Waudda's own mother hadn't lived long enough to meet Kenneth. But Waudda -- whose prognosis had changed for the better -- was about to hold her granddaughter in her arms. "I remember her saying, 'I got my grandbaby, I got my kidney, and I can see my son make it to the NBA,'" Kenneth says.

The NBA was definitely in his future. As a senior, 6-foot-8 Kenneth broke Tim Duncan's NCAA Division I rebounding record -- a dream hatched by Waudda 15 years before on that wretched Newark blacktop. Every rebound has a story, and 1,673 college rebounds later, Kenneth's narrative was clear: Without Waudda, he never would've pushed himself to rebound … without Sister Manasin, he never would've gone to college … without them both, as a lesbian couple, he never would've gotten to the NBA.
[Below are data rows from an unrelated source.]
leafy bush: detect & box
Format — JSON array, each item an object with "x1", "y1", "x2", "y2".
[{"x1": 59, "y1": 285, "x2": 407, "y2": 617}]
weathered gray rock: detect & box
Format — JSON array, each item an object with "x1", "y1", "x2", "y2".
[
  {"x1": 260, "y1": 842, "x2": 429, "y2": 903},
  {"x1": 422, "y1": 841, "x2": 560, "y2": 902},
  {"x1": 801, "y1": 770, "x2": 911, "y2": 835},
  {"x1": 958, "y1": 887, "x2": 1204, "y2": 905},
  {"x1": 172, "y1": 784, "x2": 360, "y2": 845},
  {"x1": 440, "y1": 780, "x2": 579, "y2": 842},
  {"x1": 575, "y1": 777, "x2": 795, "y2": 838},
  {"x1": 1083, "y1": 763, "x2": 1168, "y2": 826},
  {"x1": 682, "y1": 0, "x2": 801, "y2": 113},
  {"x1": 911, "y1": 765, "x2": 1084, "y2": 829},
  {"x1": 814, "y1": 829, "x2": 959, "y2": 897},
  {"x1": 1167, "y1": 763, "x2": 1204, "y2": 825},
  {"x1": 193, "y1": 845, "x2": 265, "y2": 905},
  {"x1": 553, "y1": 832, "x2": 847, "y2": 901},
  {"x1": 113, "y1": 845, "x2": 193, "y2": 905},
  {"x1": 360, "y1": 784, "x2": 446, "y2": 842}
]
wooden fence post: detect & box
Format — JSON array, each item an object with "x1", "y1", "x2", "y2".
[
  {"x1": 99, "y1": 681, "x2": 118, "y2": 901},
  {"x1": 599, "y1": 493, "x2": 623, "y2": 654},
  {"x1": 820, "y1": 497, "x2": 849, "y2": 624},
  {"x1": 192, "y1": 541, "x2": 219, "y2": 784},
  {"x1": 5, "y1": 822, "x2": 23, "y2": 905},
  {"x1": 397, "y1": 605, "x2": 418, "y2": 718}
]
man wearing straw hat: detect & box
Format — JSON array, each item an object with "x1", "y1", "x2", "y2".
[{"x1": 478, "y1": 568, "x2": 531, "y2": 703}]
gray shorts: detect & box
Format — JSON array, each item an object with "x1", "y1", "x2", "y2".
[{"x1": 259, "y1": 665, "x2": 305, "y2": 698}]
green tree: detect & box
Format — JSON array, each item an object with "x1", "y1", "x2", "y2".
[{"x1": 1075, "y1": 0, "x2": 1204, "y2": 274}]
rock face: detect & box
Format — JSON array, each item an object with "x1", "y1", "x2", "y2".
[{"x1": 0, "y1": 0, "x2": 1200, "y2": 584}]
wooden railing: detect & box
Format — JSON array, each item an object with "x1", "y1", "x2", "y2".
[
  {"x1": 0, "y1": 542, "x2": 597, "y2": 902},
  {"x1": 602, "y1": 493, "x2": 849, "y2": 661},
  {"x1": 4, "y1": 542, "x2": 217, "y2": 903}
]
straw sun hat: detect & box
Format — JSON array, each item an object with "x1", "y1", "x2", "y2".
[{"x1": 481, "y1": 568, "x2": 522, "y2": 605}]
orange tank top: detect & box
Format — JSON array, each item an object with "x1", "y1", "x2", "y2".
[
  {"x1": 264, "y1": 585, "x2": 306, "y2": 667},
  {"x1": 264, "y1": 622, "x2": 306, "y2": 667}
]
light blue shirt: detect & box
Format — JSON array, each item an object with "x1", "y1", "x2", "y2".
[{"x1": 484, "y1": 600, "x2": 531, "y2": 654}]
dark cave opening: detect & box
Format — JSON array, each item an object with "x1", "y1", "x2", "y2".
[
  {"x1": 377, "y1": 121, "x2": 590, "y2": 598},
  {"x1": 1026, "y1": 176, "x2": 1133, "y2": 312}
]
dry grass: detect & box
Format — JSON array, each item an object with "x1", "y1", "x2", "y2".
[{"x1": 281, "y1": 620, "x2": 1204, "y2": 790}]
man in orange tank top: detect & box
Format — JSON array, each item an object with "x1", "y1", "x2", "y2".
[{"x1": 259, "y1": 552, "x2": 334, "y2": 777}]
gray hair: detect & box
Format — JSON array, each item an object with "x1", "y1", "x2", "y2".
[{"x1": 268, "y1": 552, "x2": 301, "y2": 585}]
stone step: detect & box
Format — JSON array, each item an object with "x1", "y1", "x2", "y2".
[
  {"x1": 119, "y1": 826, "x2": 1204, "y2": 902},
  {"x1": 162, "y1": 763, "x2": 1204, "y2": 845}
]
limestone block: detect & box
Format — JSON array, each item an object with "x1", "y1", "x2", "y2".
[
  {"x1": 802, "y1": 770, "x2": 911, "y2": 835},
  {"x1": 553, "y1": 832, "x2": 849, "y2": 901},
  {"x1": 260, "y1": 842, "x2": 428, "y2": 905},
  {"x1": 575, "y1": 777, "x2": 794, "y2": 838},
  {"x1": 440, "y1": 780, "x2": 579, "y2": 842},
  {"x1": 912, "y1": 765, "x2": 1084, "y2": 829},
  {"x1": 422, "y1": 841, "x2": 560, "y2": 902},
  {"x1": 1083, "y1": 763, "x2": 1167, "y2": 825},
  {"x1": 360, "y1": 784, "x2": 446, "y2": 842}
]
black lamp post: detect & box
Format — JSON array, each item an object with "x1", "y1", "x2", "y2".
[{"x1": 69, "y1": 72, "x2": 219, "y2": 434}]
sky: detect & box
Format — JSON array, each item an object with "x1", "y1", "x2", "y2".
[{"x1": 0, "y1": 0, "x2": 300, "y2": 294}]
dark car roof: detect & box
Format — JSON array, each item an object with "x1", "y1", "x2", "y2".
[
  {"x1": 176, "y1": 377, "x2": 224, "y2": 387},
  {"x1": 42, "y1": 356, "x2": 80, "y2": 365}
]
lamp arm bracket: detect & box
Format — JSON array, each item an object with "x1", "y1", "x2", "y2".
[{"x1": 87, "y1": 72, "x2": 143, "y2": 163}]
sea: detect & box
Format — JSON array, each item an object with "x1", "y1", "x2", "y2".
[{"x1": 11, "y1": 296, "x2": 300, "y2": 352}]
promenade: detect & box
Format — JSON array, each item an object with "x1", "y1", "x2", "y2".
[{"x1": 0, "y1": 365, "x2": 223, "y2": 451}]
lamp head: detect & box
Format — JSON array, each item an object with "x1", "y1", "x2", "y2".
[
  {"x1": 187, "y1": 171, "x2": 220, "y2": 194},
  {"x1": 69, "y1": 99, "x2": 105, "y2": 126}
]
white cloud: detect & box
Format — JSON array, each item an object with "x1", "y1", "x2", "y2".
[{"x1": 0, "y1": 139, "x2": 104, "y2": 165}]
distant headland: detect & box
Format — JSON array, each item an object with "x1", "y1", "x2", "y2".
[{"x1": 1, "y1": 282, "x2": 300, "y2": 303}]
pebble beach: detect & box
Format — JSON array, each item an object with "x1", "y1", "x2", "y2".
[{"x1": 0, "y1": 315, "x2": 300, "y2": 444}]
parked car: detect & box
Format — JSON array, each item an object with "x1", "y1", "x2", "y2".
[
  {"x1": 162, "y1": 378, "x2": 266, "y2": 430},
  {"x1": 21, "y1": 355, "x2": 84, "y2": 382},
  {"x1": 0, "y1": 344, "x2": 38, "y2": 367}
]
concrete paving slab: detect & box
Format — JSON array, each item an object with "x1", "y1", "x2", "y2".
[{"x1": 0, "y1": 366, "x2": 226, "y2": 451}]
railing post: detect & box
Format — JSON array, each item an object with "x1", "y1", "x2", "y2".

He eventually was drafted at No. 22 by the Denver Nuggets in the 2011 draft, right in his hometown of Newark. Waudda didn't re-locate to Denver, because she needed to stay near her doctors in Newark. But Kenneth's father moved to Colorado with Kenneth and encouraged his son to share their family story. So word of Kenneth's journey got out within NBA circles. At the end of his rookie season, in 2012, he sat with NBA executives at the Gay, Lesbian, Straight Education Network's Annual Respect Awards. Unsolicited, he made a donation to GLSEN that night, and he later began working closely with the Gay and Lesbian Alliance Against Defamation.

Alongside his mothers, he attended the Gay and Lesbian parade in New York, and this past winter he became the first NBA player to team up with Athlete's Ally, a group trying to prevent homophobia in sports. His hope always was that if a pro or college athlete wanted to come out, someone would be there to encourage and support him.

And then it actually happened. Then there was Jason Collins.

Faried was in the middle of a playoff series against Golden State in the middle of trying to chase down Steph Curry when Collins went public with his revelation. When he kicked a locker room wall after the Nuggets' Game 4 loss, that was the Waudda in him. When he tripped Curry in Game 5, drawing the ire of Warriors coach Mark Jackson, that was the Waudda in him, too. But when he tweeted "all smiles" to Jason Collins and opened himself up to the scrutiny and threw himself back into the fray, that was the Waudda … and the Sister Manasin in him. That was about his mom … and his other mom.